Calm moments brought a saner self-reproach.  “I simply yielded to the common man’s common temptation.  I am poor, and it was wealth that dazzled and lured me.  Pride would explain more subtly; that is but a new ground of shame.  I felt a prey to the vulgarest and basest passion; better to burn that truth into my mind, and to make the brand a lifelong warning.  I shall the sooner lift up my head again.”

He seemed to palliate his act by remembering that he wished to benefit his sisters.  Neither of them—­the poor dead girl, and she who lived only for self-forgetfulness—­would have been happier at the cost of his disgrace.  How well it was, indeed, that he had been saved from that debasement in their eyes.

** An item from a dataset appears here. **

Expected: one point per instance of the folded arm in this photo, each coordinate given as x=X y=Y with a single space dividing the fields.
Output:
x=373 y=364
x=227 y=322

He lived on in the silent house, quite alone and desiring no companionship.  Few letters came for him, and he rarely saw a newspaper.  After a while he was able to forget himself in the reading of books which tranquillised his thought, and held him far from the noises of the passing world.  So sequestered was the grey old house that he could go forth when he chose into lanes and meadows without fear of encountering anyone who would disturb his meditation and his enjoyment of nature’s beauty.  Through the mellow days of the declining summer, he lived amid trees and flowers, slowly recovering health and peace in places where a bird’s note, or the ripple of a stream, or the sighing of the wind, were the only sounds under the ever-changing sky.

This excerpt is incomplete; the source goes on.